Keputusan MA merupakan jawaban final atas gugatan yang diajukan warga (citizen lawsuit) melalui Tim Advokasi Korban UN dan Forum Pendidikan. Hal itu menguatkan putusan Pengadilan Tinggi DKI Jakarta 6 Desember 2007 yang juga menolak permohonan banding pemerintah atas putusan majelis hakim PN Jakarta Pusat.
Sebelumnya, warga menggugat pemerintah dalam hal ini presiden, wakil presiden, menteri pendidikan nasional, dan ketua Badan Standar Nasional Pendidikan, yang dianggap lalai dalam memberikan pemenuhan hak asasi manusia terhadap warga negara yang menjadi korban ujian nasional.
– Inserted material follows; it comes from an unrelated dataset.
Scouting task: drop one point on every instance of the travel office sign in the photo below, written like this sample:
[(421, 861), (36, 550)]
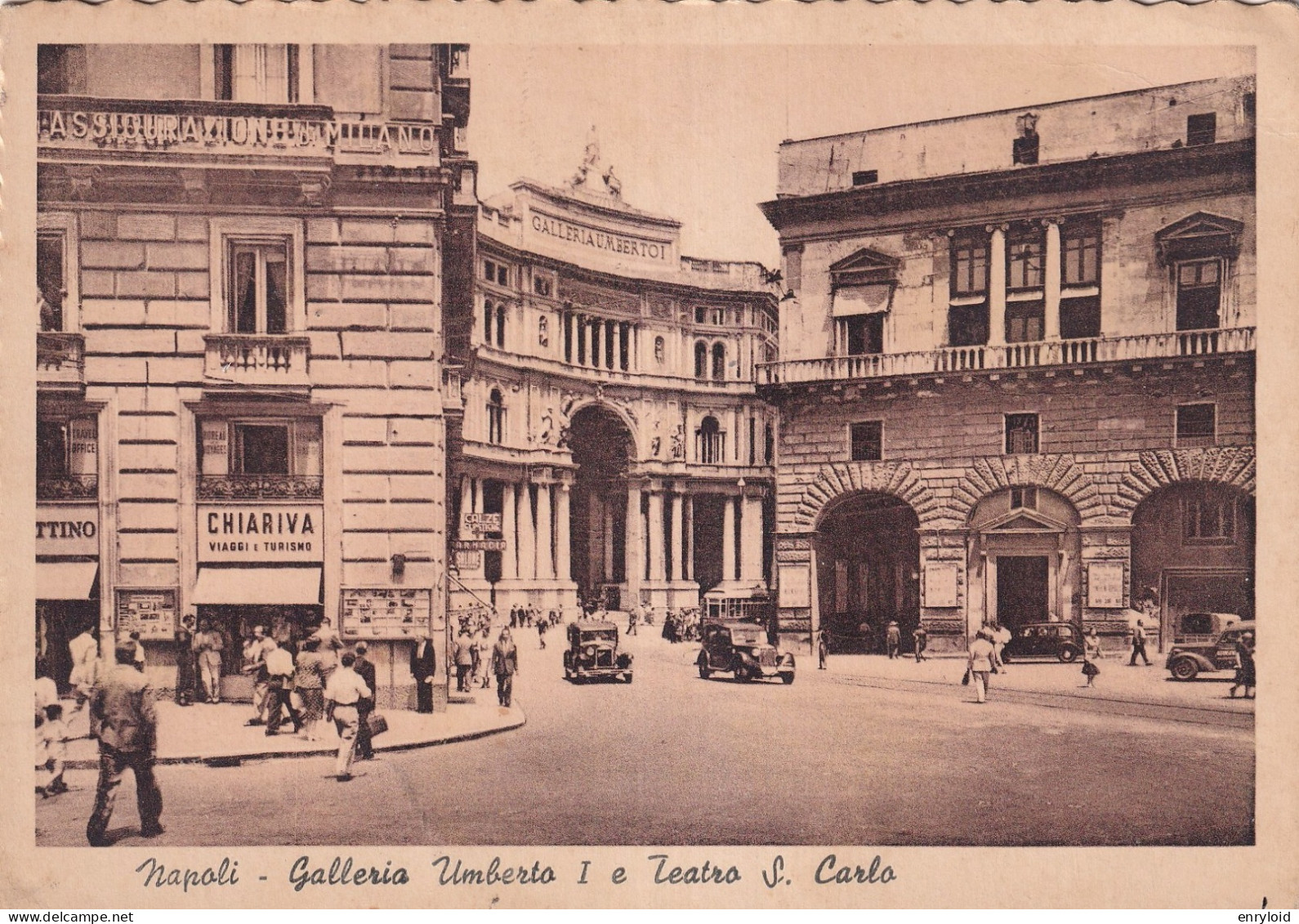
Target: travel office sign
[(208, 133)]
Pemerintah juga dinilai lalai meningkatkan kualitas guru, sarana dan prasarana sekolah, akses informasi yang lengkap di seluruh daerah sebelum melaksanakan kebijakan ujian nasional. Dengan putusan MA tersebut, berarti pemerintah harus segera mengambil langkah konkret sesuai dengan pokok gugatan.
Ujian nasional adalah sistem evaluasi standar pendidikan dasar dan menengah secara nasional dan persamaan mutu tingkat pendidikan antardaerah. Dalam pelaksanaannya, timbul berbagai persoalan yang antara lain bertumpu pada ketimpangan dan ketidakmerataan kemampuan serta infrastruktur di tiap daerah.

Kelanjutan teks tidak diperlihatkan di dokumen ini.